A woman in her 30s, identified as Gu, said she didn’t realize the butter she bought at a convenience store was processed butter. “I bought it to avoid margarine — I dislike palm oil and additives — but it turned out to be processed butter,” she complained.
Butter might seem like one straightforward food, but it’s divided into “natural butter” and “processed butter.” Both can be labeled simply as “butter,” which tricks some shoppers into thinking they’re buying the natural kind.
Butter is a dairy product made by separating milk fat from raw milk or other milk products, or by fermenting them. Processed butter is what you get when manufacturers add other foods or food additives to that butter. In plain terms, the butter most people picture is a single-ingredient product made only from milk. Processed butter is a blended product that mixes butter with vegetable fats and additives.

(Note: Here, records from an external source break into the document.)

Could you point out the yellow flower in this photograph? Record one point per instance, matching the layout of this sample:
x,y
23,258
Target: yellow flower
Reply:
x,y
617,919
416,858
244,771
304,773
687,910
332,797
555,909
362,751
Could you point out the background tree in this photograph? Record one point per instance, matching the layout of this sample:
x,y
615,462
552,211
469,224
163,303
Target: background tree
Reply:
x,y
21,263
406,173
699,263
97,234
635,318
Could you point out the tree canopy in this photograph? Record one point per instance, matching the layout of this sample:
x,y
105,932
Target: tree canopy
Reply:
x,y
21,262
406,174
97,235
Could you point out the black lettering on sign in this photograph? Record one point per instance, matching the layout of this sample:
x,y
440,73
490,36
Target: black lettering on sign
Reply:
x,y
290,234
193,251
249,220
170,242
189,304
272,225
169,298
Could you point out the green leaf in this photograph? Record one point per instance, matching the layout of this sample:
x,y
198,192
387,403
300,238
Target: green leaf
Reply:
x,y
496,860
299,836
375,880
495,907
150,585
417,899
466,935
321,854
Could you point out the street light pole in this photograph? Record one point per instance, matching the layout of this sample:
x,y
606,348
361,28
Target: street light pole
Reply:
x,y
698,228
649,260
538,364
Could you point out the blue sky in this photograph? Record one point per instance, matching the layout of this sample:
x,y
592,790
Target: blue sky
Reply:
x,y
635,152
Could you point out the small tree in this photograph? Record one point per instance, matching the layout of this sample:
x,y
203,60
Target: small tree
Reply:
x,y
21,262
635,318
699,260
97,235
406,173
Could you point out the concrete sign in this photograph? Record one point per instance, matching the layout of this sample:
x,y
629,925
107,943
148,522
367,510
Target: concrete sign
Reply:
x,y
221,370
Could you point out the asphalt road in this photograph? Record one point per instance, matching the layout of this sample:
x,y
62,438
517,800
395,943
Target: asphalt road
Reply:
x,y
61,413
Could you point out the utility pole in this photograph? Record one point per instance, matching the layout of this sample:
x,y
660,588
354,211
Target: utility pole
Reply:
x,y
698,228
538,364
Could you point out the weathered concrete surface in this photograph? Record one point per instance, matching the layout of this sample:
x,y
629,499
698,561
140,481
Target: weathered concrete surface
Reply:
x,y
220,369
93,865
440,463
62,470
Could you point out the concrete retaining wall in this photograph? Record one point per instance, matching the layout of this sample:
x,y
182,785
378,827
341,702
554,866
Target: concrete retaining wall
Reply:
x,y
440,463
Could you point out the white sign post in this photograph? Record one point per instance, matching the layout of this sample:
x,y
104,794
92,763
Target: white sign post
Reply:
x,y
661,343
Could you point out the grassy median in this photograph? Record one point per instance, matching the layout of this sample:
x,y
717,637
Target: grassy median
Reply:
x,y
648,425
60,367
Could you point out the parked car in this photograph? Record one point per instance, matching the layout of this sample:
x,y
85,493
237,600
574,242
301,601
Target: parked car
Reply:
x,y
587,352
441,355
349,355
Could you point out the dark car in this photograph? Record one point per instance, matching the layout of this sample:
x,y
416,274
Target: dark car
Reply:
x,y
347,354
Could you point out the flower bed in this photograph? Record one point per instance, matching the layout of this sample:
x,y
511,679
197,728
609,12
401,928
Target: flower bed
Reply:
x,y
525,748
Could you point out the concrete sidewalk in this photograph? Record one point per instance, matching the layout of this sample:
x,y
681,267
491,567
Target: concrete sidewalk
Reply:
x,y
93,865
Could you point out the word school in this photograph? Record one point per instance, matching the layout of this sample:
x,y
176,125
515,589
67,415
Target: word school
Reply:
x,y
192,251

If the food type is listed as “butter,” the ingredient list is usually short — cream, salt, cultures, and so on. Processed butter, by contrast, includes a wider range of ingredients beyond milk fat, such as palm oil, hydrogenated oils, preservatives, and emulsifiers.

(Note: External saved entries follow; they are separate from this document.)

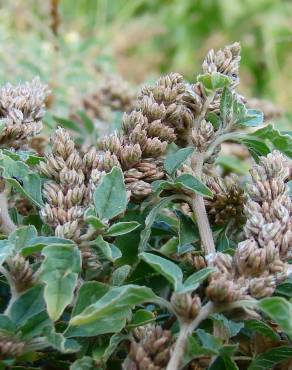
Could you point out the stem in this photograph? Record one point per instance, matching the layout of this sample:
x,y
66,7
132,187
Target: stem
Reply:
x,y
6,224
220,139
203,112
199,209
13,291
185,330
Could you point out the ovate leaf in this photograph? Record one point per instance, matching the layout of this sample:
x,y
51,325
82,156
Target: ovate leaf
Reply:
x,y
141,317
27,305
174,160
214,80
262,328
120,275
194,185
21,236
116,300
59,273
145,234
269,359
84,363
232,327
110,251
110,197
6,250
194,280
166,268
122,228
59,342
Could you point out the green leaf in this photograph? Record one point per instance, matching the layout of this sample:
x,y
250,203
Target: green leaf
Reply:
x,y
262,328
110,197
214,80
285,288
232,327
145,234
88,123
59,272
233,163
120,275
122,228
115,340
166,268
223,363
66,123
256,146
35,325
37,244
140,318
194,280
25,182
279,310
116,300
6,325
174,160
253,118
59,342
275,139
110,251
104,325
93,220
170,247
210,342
84,363
215,119
269,359
27,305
226,103
188,232
193,184
21,236
89,293
6,250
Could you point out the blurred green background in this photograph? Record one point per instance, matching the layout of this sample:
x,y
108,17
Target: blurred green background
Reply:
x,y
70,44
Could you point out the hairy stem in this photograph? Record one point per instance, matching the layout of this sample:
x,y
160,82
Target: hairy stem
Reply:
x,y
6,224
199,209
232,136
185,330
13,291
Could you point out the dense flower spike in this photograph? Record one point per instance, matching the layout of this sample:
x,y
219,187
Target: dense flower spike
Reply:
x,y
226,206
185,258
259,263
225,61
113,94
21,112
160,118
269,208
150,349
20,272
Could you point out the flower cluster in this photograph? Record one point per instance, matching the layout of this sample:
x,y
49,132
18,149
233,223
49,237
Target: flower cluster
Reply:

The biggest difference is milk-fat content. Under South Korea’s Ministry of Food and Drug Safety (MFDS) food code, butter must contain at least 80% milk fat. Processed butter contains 30% or more. That higher milk-fat content is what gives natural butter its rich, characteristic flavor.
Processed butter’s advantages are lower cost, a longer shelf life thanks to additives, and a texture that stays soft and spreadable straight from the fridge.

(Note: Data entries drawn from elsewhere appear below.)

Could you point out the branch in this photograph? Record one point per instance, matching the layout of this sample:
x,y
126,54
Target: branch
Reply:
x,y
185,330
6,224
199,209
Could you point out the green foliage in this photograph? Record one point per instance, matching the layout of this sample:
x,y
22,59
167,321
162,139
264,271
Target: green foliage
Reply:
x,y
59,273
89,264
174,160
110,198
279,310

If you want to avoid additives or savor real butter flavor, choose natural butter over processed. The problem is that telling them apart isn’t always easy. Current rules allow processed butter to be labeled simply as “butter.” Names like “milk butter” or “savory butter” without a clear “processed butter” tag can confuse consumers.
To be sure, don’t trust the product name — check the “food type” listed on the back or bottom of the package. That line will tell you whether it’s natural butter or processed butter. The food code requires this label, but it’s often printed in very small type and can be hard to spot.
If a product is processed butter, study the nutrition facts. Under an MFDS revision being rolled out this year, butter must include nutrition labeling. Labels will show calories, sodium, sugars, fat, protein, and other nutrients. The MFDS expanded mandatory nutrition labeling from the previous 182 items to 259 processed foods, now including butter and processed butter.